He added that the new Windows CE-based terminals developed by Motorola would replace a wide variety of older terminals running on seven different operating systems.

Salzman said the Emerald terminals stand out as the first successful marriage of Bluetooth and 802.11b wireless LAN technology in one device, a difficult technical challenge because both operate in the unlicensed 2.4-GHz frequency band. Salzman credited Symbol Technologies Inc. in Holtsville, N.Y., with resolving the potential signal-conflict problems.

Barry Isbenner, vice president for worldwide logistics at Symbol, said the company has resolved any potential 802.11b/Bluetooth signal conflicts "with intelligent software in the 802.11b access point that manages the traffic flow by telling the 802.11b radio to be quiet when Bluetooth is communicating."

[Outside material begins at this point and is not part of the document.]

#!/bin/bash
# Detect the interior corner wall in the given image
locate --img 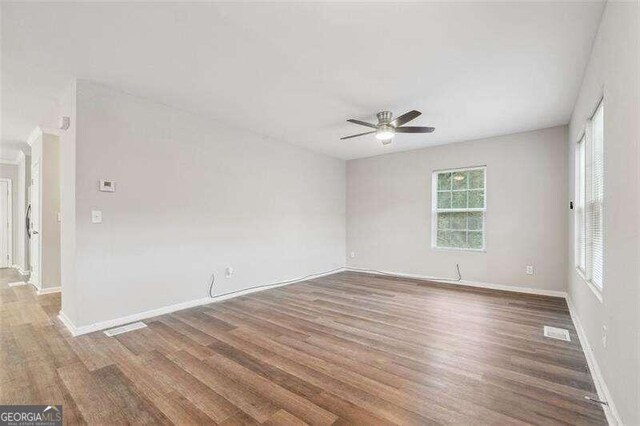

Symbol will provide UPS with the wireless ring scanners, Isbenner said. The company will also serve as the wireless LAN provider, according to Saltzman. Isbenner predicted that Symbol could end up installing up to 15,000 access points at UPS hubs around the world.

Ken Dulaney, an analyst at Stamford, Conn.-based Gartner Inc., called UPS's decision to standardize its portable terminals on Windows CE "a good move," adding that Gartner predicts that 60% of all industrial handhelds will be shipped with Windows CE by next year.

The Competition

UPS isn't alone. Ken Pasley, director of wireless systems development at rival FedEx Corp. in Memphis, said his company started a worldwide 802.11b LAN deployment earlier this year.

The FedEx system provides coverage inside and outside the company's distribution centers and sorting facilities, thus allowing workers to use wireless technology on a hub ramp to scan containers as they come off a truck, Pasley said.

Like UPS, FedEx is also eager to integrate Bluetooth into its hub infrastructure in order to eliminate possible cord snags by sorters working on a package belt.

Pasley added that FedEx has started to install wireless LANs in all of its fleet of 180-plus wide-bodied aircraft, allowing rapid transfer of engineering and maintenance data when the aircraft are parked on the tarmac. The company would like to win Federal Aviation Administration approval to use the aircraft wireless LANs just after taxiing.

"We've asked Symbol to give us the first Bluetooth scanning devices as they come off the line," Pasley said, but UPS appears to have the inside track.